Thread | Brutkey

@markwyner@mas.to By physical passkeys, do you mean something like a Yubikey using U2F/FIDO2 that have been around for years, or the new "passkey" standard where sites just save a little digital credential in your browser/OS/phone's password manager, except stored on a standard USB stick?

Either way, it's often the case that sites using these give you backups, such as saving multiple passkeys, adding multiple hardware security keys, or also adding other 2FA like an authenticator app or backup codes.

Mark Wyner Won’t Comply :vm:
@markwyner@mas.to

@boltx@mastodon.social I’m actually talking about the Yubikey kind of thing. I need to update my post to be clear about that.

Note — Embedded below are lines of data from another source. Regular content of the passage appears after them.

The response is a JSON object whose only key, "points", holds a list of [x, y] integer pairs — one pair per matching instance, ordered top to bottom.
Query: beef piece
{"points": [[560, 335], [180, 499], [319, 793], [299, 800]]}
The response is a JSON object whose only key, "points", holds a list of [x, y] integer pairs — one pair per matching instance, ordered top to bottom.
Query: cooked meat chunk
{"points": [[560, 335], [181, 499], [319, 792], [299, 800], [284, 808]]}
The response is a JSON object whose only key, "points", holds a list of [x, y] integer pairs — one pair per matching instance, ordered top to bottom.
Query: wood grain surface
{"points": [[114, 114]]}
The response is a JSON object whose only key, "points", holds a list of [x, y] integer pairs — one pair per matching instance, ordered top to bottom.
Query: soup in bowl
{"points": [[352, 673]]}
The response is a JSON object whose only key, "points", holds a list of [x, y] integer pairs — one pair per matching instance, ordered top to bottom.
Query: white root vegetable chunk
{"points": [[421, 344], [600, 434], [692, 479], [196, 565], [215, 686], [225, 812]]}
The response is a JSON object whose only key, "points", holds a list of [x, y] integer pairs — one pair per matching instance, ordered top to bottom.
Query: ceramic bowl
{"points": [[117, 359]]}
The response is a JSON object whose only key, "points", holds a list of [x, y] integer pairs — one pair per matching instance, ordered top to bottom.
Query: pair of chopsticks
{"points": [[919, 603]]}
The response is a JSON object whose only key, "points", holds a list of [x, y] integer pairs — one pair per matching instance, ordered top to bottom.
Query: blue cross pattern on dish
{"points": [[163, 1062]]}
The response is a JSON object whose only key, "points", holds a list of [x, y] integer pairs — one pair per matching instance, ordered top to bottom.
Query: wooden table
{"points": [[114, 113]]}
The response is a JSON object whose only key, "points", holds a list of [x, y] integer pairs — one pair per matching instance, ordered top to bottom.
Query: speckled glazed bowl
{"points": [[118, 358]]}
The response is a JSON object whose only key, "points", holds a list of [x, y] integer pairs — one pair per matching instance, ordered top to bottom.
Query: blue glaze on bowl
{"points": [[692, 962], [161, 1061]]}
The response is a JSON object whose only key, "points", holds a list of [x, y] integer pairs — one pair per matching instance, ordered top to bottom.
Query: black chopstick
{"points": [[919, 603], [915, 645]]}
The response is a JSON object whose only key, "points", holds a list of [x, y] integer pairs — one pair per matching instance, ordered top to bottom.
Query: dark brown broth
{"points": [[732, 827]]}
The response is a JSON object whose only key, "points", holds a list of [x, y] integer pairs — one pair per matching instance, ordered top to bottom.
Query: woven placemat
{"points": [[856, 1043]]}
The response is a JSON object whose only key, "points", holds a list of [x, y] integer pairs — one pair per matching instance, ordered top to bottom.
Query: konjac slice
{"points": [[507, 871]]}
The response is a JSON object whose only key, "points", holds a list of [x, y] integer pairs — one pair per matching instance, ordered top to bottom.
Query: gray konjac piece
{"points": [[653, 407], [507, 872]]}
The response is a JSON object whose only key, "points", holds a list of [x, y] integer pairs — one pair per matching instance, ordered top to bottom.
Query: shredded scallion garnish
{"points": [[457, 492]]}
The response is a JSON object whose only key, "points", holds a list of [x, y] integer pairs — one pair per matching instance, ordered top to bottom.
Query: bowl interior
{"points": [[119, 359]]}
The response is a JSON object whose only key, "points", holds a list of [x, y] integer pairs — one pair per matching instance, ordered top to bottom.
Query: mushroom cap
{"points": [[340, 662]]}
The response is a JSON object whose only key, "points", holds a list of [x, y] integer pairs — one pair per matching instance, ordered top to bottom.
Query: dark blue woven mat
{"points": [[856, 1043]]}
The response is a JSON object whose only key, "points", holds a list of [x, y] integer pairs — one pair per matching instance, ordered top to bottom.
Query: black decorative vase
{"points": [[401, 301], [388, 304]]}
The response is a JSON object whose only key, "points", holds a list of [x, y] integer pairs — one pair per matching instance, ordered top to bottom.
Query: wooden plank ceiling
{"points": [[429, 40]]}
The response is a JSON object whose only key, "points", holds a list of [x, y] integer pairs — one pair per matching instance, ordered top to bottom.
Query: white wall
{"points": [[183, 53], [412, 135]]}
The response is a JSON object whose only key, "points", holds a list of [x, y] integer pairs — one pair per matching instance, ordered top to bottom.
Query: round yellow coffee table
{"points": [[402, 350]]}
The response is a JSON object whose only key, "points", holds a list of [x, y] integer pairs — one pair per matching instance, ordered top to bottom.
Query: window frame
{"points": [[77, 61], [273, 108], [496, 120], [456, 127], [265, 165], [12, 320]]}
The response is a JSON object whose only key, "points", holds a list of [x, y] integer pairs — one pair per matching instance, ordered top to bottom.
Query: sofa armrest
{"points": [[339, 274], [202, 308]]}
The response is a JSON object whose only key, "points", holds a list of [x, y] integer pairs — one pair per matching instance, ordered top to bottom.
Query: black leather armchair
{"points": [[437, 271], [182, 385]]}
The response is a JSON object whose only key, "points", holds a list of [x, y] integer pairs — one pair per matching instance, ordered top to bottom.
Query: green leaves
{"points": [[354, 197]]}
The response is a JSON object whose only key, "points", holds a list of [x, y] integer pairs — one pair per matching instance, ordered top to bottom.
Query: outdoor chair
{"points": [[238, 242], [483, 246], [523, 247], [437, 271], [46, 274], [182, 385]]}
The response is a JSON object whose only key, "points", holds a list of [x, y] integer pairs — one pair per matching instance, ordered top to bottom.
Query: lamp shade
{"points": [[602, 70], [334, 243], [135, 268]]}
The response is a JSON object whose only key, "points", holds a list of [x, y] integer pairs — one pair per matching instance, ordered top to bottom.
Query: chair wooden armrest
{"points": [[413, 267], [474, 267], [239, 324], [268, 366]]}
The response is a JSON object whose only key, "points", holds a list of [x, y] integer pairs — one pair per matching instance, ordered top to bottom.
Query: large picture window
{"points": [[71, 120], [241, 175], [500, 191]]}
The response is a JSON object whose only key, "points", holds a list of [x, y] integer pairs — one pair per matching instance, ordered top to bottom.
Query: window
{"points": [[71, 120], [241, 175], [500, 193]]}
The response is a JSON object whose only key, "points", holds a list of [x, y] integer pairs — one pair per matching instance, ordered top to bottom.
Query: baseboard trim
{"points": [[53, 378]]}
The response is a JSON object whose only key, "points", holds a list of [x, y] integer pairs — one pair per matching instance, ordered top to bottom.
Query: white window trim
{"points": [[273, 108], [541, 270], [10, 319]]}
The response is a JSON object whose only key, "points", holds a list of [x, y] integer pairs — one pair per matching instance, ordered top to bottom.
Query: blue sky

Are you saying with the Yubikey-type of hardware, you can have more than one? Do we know how hackable they are? Say if you lose it and someone gets ahold of it?

08956495
@08956495@infosec.exchange

@markwyner@mas.to @boltx@mastodon.social https://idtechwire.com/yubikeys-can-be-hacked-but-it-costs-about-11k/

Exploits exist buy they would need to get a hold of your key, the key has a pin that you have to enter to set up the 2FA in any device/account, and if you lose your key, I don't think there is a way to track the accounts linked to it.

As people already mention, have one as a back up, but it is usually a very secure way to handle 2FA.